Inutile dire che molti della sinistra più radicale torceranno il naso e che tutti a destra avranno gli stranguglioni. Un’alleanza, ovviamente aperta a chi tra gli altri vorrà starci (penso alla IDV) tra PD e terzo polo, con Monti candidato premier, vincerebbe le prossime elezioni a mani basse e molto, nel Paese prima che nella politica, non potrebbe che cambiare; un rischio mortale per i nostri sempiterni bigotti che, per un motivo o per l’altro, fanno della difesa dello status quo l’unica loro ragione d’esistere. 

Detto questo, e dopo aver costato che, purtroppo, sul tema Tav Bersani non riesce ad andare oltre la solita aria fritta (si fa perché si è deciso di farla.

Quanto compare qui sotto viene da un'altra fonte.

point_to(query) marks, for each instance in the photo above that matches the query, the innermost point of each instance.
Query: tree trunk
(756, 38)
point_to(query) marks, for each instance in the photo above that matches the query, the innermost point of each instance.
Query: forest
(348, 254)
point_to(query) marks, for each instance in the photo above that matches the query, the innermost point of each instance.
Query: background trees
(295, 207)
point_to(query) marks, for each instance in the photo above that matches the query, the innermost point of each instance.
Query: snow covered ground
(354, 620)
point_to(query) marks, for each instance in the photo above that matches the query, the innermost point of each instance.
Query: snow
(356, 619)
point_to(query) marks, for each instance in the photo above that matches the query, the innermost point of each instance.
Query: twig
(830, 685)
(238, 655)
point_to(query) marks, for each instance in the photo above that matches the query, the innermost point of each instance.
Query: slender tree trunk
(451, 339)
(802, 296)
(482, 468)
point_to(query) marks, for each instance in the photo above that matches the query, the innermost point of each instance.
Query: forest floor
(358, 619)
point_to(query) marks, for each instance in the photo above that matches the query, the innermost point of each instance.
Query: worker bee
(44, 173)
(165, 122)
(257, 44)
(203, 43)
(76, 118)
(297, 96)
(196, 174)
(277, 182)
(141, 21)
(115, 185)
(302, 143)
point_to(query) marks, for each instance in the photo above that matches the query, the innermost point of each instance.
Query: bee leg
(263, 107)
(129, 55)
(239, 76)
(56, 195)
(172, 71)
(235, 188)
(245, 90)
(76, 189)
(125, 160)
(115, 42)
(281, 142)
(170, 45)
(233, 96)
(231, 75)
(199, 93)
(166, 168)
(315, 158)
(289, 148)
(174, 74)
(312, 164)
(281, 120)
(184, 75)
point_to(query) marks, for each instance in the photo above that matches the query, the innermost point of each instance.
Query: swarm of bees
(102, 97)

E’ troppo sapere in base a quali numeri, dato che quella decisone fu presa in base a previsioni clamorosamente sbagliate, si insiste in quello che sembra un pessimo investimento?), come pure che, data la composizione della maggioranza che sostiene l’attuale Governo, resteranno tali, per il momento, i suoi pii desideri per quanto riguarda la giustizia e la Rai, non resta, specie a me che l’ho spesso criticato, che dar ragione al Segretario del PD quando, nell’unica nota polemica nei confronti di Monti contenuta nell’intervista, afferma che “i partiti non sono tutti uguali”: Monti non avrebbe potuto ottenere alcun risultato, specie considerando le isterie e le paranoie delle varie anime del PdL, senza il leale sostegno offerto fin qui dal PD al suo governo.

E’ qualcosa di cui il Presidente del Consiglio sicuramente si darà conto e su cui dovrebbe riflettere, quando, rivaluterà, come spero, la sua decisione di abbandonare la politica alla fine del proprio mandato: dimostra nei fatti che l’alleanza prefigurata da Bersani (e un democristianissimo come Monti riconoscerà da dove arrivi; il suo essere la traduzione per il nuovo millennio del “compromesso storico”) può funzionare e non solo dal punto vista della contabilità elettorale.

Una soluzione che pare l’unica praticabile, quasi una scelta obbligata, a chi guardi alla realtà della nostra politica; perlomeno se si vuole che il paese inverta la rotta e non prosegua nella deriva “sudamericana” dell’ultimo ventennio.

Una scelta che non piace al compagno Massimo “Navigator” D’Alema: quasi una garanzia che sia quella giusta. Dice l’intelligenza più sopravvalutata dagli italiani: “un governo Monti dopo le elezioni del 2013 sarebbe una resa della politica”.

Massimino, sapessi quanti anni fa si è arresa, la nostra politica. Da quando ha anteposto altro al bene dell’Italia. Ricordi “le televisioni non sono un problema” e “Mediaset è una grande risorsa del Paese”?

Bene, lì la nostra politica era già prigioniera di guerra. Peccato che tu non te ne rendessi proprio conto. Mai pensato di cambiare mestiere?